Dans la famille des festivals dirigés par René Martin, je demande le petit frère, né il y a tout juste cinq ans : Via Aeterna. Conçu comme un chemin parcourant pendant deux semaines la baie du Mont-Saint-Michel, le festival se conclut dans un bouquet final d’une dizaine de brefs concerts au sommet de l’édifice. En ce dimanche 16 octobre, jour de clôture des festivités, la voix est mise à l’honneur avec pléthore de chœurs variant les styles et les genres, allant de la formation intimiste des Itinérantes (dans la belle salle des chevaliers) au grand chœur militaire de Saint-Cyr (dans le réfectoire des moines). Entre les concerts, cette activité foisonnante donne lieu à des scènes étonnantes : quand les militaires en uniformes croisent les chanteuses en robe longue du groupe irlandais Anúna, cela donne l’impression de revenir quelques siècles en arrière ! On regrettera en revanche le retard pris au fil des concerts, qui obligera le public à patienter à la porte de l’église un bon moment avant le concert de clôture, et ce sans pouvoir accéder à la terrasse et au cloître, qui font pourtant partie des merveilles du lieu… Gageons que le festival encore un peu tâtonnant saura se faire pardonner ce « péché de jeunesse » lors des prochaines éditions.

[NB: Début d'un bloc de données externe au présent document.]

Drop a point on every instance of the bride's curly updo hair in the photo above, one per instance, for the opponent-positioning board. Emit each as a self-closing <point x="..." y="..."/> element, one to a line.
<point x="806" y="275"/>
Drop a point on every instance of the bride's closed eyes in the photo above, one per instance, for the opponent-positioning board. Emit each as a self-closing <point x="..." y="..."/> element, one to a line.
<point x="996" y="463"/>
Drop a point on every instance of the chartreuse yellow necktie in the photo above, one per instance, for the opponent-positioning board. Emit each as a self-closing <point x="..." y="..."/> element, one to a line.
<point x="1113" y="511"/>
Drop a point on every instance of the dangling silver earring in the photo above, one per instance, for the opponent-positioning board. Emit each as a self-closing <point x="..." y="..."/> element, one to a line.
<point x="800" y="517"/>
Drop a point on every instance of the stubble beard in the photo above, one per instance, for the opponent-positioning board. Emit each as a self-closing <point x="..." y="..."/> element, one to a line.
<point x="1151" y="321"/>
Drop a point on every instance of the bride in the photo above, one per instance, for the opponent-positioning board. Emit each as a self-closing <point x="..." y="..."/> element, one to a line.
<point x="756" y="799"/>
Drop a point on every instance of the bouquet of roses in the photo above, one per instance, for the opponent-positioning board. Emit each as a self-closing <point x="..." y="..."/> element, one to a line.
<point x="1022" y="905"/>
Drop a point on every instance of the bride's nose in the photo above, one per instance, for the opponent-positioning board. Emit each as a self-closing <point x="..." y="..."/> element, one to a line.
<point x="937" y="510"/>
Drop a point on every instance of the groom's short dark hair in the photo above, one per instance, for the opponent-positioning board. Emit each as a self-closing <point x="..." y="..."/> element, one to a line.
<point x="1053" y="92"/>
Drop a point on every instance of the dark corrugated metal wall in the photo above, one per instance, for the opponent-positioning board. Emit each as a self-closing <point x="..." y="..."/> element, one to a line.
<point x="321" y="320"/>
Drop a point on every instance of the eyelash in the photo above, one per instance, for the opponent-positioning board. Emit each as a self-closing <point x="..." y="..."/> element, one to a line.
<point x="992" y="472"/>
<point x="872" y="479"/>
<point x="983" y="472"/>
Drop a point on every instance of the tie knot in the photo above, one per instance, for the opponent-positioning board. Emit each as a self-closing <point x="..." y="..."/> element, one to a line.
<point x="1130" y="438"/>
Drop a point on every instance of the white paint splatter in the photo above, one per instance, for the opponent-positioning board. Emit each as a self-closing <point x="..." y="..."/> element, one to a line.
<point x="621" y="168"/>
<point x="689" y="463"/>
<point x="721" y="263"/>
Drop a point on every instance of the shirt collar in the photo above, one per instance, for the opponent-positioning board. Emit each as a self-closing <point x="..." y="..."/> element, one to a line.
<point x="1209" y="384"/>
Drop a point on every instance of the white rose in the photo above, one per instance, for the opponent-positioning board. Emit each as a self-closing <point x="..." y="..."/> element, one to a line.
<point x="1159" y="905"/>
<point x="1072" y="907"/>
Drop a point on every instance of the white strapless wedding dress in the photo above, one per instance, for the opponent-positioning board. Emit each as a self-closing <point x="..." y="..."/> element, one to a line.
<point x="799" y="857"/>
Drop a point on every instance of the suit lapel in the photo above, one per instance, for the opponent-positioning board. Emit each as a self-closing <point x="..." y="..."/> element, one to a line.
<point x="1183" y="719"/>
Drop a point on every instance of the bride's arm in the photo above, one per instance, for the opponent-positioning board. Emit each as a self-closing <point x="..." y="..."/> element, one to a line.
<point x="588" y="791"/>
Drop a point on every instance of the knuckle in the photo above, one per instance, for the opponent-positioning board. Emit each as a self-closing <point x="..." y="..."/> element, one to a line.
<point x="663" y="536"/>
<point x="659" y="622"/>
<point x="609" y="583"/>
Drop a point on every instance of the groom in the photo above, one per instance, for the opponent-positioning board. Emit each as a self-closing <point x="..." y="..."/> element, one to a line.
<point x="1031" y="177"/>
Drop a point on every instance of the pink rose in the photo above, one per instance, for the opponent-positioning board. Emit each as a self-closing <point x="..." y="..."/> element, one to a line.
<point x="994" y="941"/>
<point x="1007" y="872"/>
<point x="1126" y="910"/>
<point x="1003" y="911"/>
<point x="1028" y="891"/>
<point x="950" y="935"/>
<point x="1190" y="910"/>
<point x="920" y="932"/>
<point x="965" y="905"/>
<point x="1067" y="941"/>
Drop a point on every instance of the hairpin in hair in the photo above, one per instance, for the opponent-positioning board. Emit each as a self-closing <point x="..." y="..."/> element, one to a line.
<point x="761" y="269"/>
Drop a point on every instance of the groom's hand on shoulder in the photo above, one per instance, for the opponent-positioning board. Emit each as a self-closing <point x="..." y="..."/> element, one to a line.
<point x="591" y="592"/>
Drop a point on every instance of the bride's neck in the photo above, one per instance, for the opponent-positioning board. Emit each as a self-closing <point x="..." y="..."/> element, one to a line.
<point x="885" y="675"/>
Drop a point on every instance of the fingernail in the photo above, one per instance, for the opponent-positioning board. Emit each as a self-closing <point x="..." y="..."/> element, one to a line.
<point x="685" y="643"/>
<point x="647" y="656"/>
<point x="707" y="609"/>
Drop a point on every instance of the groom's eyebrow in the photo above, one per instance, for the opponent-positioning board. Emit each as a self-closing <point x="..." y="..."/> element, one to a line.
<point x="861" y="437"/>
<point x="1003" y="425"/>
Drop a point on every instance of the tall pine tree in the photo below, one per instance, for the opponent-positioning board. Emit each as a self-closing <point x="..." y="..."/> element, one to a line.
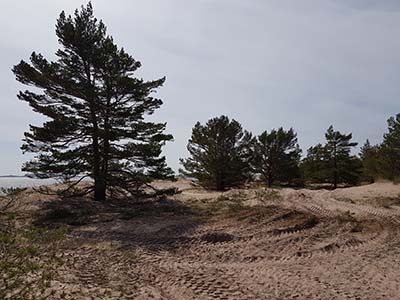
<point x="95" y="108"/>
<point x="220" y="153"/>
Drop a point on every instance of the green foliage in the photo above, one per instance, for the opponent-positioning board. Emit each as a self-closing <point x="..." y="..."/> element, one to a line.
<point x="371" y="157"/>
<point x="332" y="162"/>
<point x="95" y="108"/>
<point x="220" y="153"/>
<point x="390" y="150"/>
<point x="277" y="156"/>
<point x="29" y="259"/>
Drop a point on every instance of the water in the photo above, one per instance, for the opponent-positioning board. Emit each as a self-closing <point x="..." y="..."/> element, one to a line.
<point x="7" y="182"/>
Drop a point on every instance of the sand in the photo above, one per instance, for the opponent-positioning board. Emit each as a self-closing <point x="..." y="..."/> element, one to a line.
<point x="284" y="244"/>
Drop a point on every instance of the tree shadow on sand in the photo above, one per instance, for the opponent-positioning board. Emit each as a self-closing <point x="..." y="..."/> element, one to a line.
<point x="149" y="224"/>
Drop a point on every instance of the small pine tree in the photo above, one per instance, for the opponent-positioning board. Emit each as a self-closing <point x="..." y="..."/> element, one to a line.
<point x="95" y="109"/>
<point x="314" y="165"/>
<point x="341" y="163"/>
<point x="390" y="150"/>
<point x="219" y="154"/>
<point x="276" y="156"/>
<point x="333" y="161"/>
<point x="370" y="156"/>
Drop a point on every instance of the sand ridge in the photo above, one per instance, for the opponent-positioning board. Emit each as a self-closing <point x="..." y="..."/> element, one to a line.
<point x="289" y="244"/>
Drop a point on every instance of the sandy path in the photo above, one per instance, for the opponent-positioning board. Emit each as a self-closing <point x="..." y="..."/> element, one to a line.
<point x="305" y="245"/>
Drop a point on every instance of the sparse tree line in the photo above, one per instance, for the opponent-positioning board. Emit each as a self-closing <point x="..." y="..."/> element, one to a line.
<point x="96" y="128"/>
<point x="223" y="155"/>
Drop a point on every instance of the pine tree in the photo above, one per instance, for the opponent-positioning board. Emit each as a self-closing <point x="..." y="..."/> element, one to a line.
<point x="219" y="154"/>
<point x="95" y="109"/>
<point x="390" y="150"/>
<point x="370" y="156"/>
<point x="276" y="156"/>
<point x="315" y="165"/>
<point x="341" y="163"/>
<point x="333" y="161"/>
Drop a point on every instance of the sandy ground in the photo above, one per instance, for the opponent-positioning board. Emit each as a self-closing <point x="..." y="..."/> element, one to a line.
<point x="245" y="244"/>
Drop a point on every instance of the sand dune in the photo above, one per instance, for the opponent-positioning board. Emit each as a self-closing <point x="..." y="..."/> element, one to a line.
<point x="242" y="244"/>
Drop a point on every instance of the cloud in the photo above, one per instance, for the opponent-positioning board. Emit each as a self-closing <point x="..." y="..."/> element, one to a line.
<point x="302" y="64"/>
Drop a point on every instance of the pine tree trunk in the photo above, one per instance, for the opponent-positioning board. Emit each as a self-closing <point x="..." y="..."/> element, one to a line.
<point x="100" y="189"/>
<point x="269" y="182"/>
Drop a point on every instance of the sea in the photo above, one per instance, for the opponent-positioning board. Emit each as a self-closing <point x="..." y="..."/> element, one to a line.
<point x="7" y="182"/>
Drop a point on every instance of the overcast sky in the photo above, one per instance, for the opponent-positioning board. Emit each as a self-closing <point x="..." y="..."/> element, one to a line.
<point x="267" y="63"/>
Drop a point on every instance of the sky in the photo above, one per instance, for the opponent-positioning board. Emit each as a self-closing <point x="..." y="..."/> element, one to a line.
<point x="266" y="63"/>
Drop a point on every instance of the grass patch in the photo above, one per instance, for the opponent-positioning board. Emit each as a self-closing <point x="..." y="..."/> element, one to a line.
<point x="29" y="258"/>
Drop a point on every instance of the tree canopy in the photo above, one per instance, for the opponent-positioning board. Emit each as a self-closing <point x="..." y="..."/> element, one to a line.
<point x="95" y="109"/>
<point x="333" y="161"/>
<point x="220" y="153"/>
<point x="277" y="155"/>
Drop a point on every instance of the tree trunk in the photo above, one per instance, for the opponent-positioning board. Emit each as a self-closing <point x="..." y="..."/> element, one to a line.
<point x="100" y="188"/>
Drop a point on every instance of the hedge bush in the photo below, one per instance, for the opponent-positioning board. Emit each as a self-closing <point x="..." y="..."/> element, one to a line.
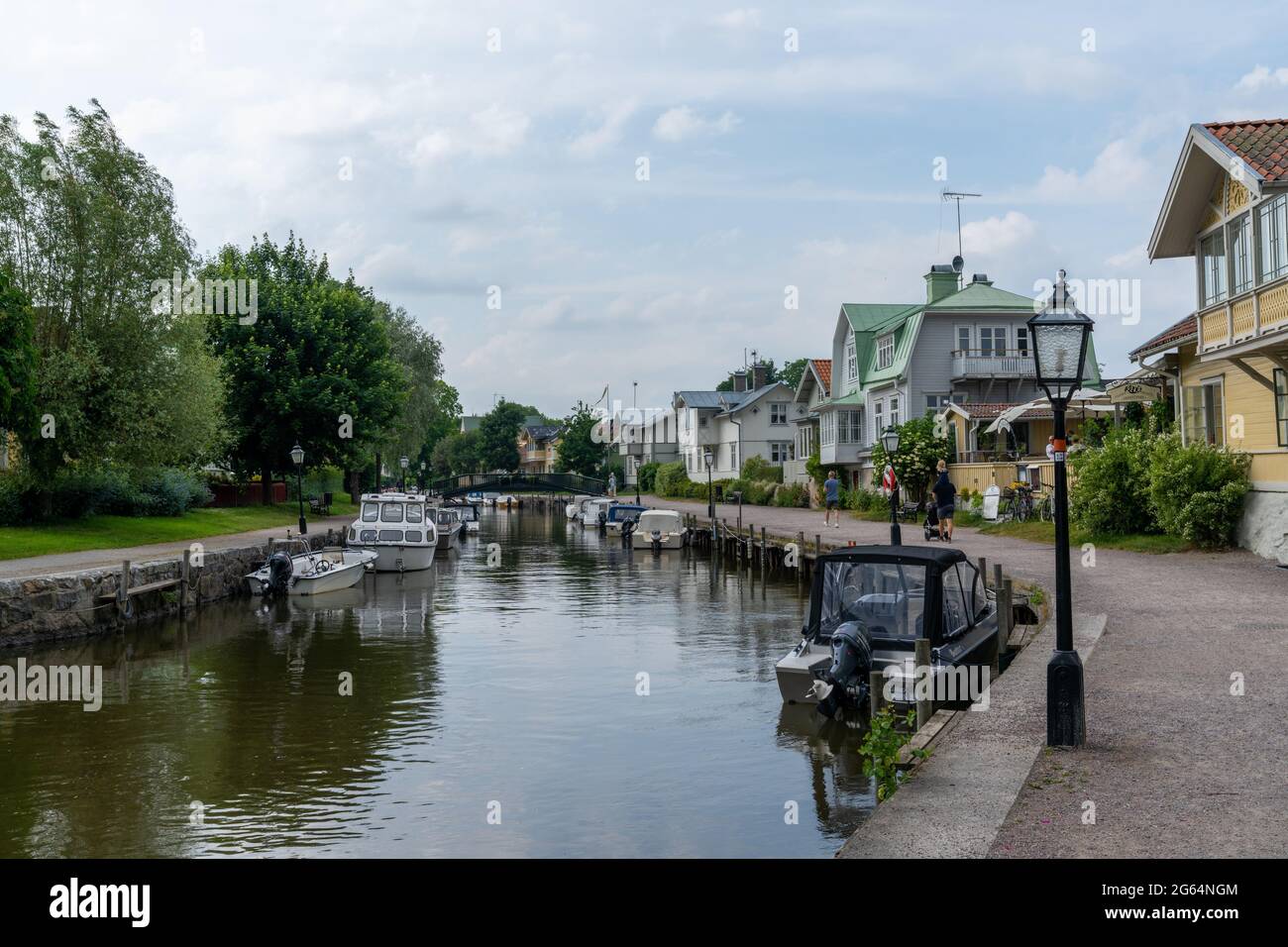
<point x="1141" y="482"/>
<point x="77" y="492"/>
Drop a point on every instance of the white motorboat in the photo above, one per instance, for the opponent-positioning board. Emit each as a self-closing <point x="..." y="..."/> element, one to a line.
<point x="658" y="530"/>
<point x="310" y="573"/>
<point x="399" y="528"/>
<point x="449" y="527"/>
<point x="469" y="517"/>
<point x="591" y="509"/>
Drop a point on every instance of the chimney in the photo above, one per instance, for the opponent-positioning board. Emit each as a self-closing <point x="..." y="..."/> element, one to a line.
<point x="940" y="281"/>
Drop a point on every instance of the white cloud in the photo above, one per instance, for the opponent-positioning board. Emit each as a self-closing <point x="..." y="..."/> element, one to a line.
<point x="606" y="134"/>
<point x="997" y="235"/>
<point x="1120" y="170"/>
<point x="739" y="18"/>
<point x="1262" y="77"/>
<point x="681" y="123"/>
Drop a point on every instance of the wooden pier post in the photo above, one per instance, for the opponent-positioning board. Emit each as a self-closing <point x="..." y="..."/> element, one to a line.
<point x="926" y="707"/>
<point x="876" y="682"/>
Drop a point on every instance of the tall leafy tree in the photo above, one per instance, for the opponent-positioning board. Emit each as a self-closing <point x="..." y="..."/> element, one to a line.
<point x="579" y="453"/>
<point x="312" y="368"/>
<point x="18" y="360"/>
<point x="86" y="227"/>
<point x="498" y="436"/>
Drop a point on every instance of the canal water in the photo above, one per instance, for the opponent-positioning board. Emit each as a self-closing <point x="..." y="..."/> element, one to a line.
<point x="570" y="698"/>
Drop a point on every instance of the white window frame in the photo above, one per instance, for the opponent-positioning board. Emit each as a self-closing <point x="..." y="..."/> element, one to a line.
<point x="885" y="351"/>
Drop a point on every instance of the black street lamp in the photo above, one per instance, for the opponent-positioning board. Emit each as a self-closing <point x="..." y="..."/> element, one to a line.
<point x="890" y="441"/>
<point x="297" y="459"/>
<point x="1060" y="334"/>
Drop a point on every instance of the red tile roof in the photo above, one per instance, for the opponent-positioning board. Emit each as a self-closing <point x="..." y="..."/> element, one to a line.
<point x="823" y="368"/>
<point x="1262" y="144"/>
<point x="1175" y="334"/>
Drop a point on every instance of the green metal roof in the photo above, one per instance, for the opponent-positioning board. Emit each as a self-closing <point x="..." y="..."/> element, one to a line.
<point x="982" y="296"/>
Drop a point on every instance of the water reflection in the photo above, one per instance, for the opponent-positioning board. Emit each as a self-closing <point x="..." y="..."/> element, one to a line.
<point x="471" y="684"/>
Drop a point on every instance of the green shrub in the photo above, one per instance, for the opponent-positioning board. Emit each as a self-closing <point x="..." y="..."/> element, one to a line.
<point x="1111" y="491"/>
<point x="76" y="492"/>
<point x="793" y="495"/>
<point x="647" y="475"/>
<point x="671" y="478"/>
<point x="1197" y="489"/>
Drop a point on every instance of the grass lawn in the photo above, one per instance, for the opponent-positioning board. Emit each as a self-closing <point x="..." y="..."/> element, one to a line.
<point x="119" y="532"/>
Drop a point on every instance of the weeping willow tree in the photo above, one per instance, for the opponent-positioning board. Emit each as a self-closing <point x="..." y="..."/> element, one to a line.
<point x="86" y="228"/>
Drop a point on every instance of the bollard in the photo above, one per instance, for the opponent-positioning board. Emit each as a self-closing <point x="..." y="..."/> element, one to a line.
<point x="926" y="707"/>
<point x="1005" y="616"/>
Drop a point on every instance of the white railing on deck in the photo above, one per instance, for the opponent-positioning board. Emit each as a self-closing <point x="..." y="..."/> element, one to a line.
<point x="986" y="364"/>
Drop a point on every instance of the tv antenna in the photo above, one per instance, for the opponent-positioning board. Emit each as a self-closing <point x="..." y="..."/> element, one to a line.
<point x="957" y="196"/>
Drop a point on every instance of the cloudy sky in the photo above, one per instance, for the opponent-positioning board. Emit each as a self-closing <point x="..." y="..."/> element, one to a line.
<point x="443" y="149"/>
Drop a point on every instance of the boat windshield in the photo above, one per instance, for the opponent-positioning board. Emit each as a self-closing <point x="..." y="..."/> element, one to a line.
<point x="656" y="519"/>
<point x="887" y="598"/>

Après avoir ouvert le bal sous les hautes voûtes de l’église abbatiale à 14h15 dans un florilège de pièces a cappella allant des polyphonies anciennes de Thomas Tallis aux compositions récentes de John Tavener, le Tenebrae Choir fait son retour à 18h30 pour ce qui constituera le grand moment de la journée. Il faut dire que l’œuvre programmée, le Path of Miracles composé pour le chœur en 2005 par Joby Talbot, s’avère particulièrement appropriée dans un tel cadre. Le Mont-Saint-Michel est un des points de départ du pèlerinage de Saint-Jacques-de-Compostelle ; or l’œuvre de Talbot propose justement de vivre cette expérience itinérante, depuis Roncevaux où se croisent les nationalités et les langues (« Roncesvalles », premier mouvement) jusqu’à l’arrivée à « Santiago » (quatrième mouvement) où la contemplation atteint un impressionnant niveau de sérénité, illustré par des plages étales d’harmonies consonantes.
L’œuvre est une belle réussite en soi, qui parvient à marier exigence de l’écriture et puissance de la forme, produisant un effet hypnotique sur le public. Après une introduction en borborygmes gagnant progressivement en chair depuis l’extrême grave, comme une naissance du langage, la partition fait la part belle aux ostinatos rythmiques et à des jeux de superposition des voix qui rappellent Steve Reich ou Philip Glass. Mais Talbot sait varier quand il le faut, tissant ici des jeux de dialogue et d’écho, élaborant là des chorals aux harmonies changeantes, épurées ou chargées selon le texte riche et multilingue de Robert Dickinson.
Si le compositeur aurait pu chercher des effets plus originaux encore dans le traitement des timbres par exemple, il faut mesurer que la pièce a été écrite pour Tenebrae et pour les qualités singulières de ce chœur : dirigés par un Nigel Short aussi bienveillant que vigilant, les dix-sept chanteurs font entendre des voix jumelles qui se coulent dans des tuttis fusionnels. D’une exceptionnelle pureté sonore, alliant splendeur de l’intonation, équilibre parfait des pupitres et élocution claire, Tenebrae propose une démonstration de chant choral à l’anglaise et plus encore : les yeux rivés sur le chef dans les moments clés, les chanteurs font preuve d’une unité de corps qui donne l’impression de partager avec eux un culte extraordinaire. L’ultime procession dans l’abbatiale, sur la répétition harmonieuse des mots « now and ever », apporte une conclusion idéale, en points de suspension, à un festival qui n'aura jamais aussi bien porté son nom.
Le voyage de Tristan a été pris en charge par Via Aeterna.